Vonlai’s father roused him in the middle of a moonless night.

“What? Stop it,” Vonlai mumbled.

“Shhh. Wake up,” Pah said, pulling Vonlai’s elbow. “We’re crossing tonight.”

Vonlai wobbled on weary legs. Pah strapped a bag of beef jerky and sticky rice around Vonlai’s shoulders. A shudder shot down his neck and his mind snapped awake.

Vonlai’s older sister, Dalah, was awake too, teetering as she sat upright on the mattress, grumbling at their mother. Meh pulled Dalah’s hair back, twisted two strands, and tied them into a knot.

“Ouch, Meh!” Dalah pulled her hair to readjust it. “It’s crooked.”

“Who will see you?” Vonlai asked.

Meh snapped her fingers to quiet them and grunted her disapproval. “Surely you don’t expect to be admired, girl? Now clear your mind and dress.” Meh’s voice cracked. “Without another word.”

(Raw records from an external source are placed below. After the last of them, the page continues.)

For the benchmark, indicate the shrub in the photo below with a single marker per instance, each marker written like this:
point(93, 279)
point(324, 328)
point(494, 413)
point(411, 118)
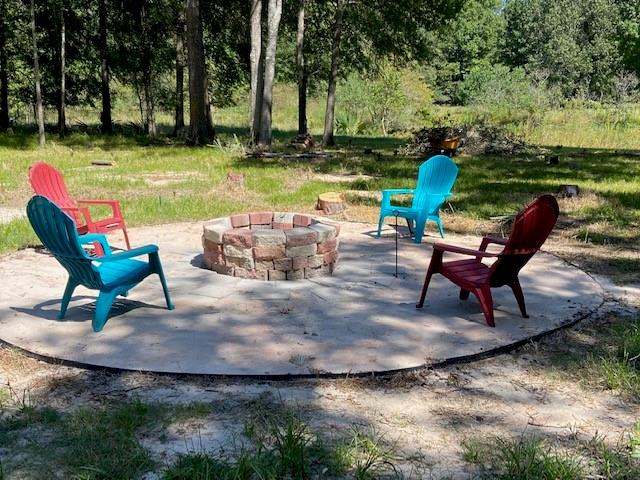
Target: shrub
point(386, 101)
point(507, 95)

Vonlai steadied his tired body against the wall. He wouldn’t add to Meh’s worry by complaining.

Pah looked out the window, his hand on the doorknob. “Walk like a tiger hunting a meal. Understand?”

Vonlai’s breath wavered as he nodded. He wanted to dive under his bed-covering, even though the night air was sticky and plenty warm. He held nothing but a pair of worn flip flops hooked through his fingers and a day’s worth of food—he needed to hold on to his nerve. Maybe his parents would see he was more grown up than other twelve-year-olds.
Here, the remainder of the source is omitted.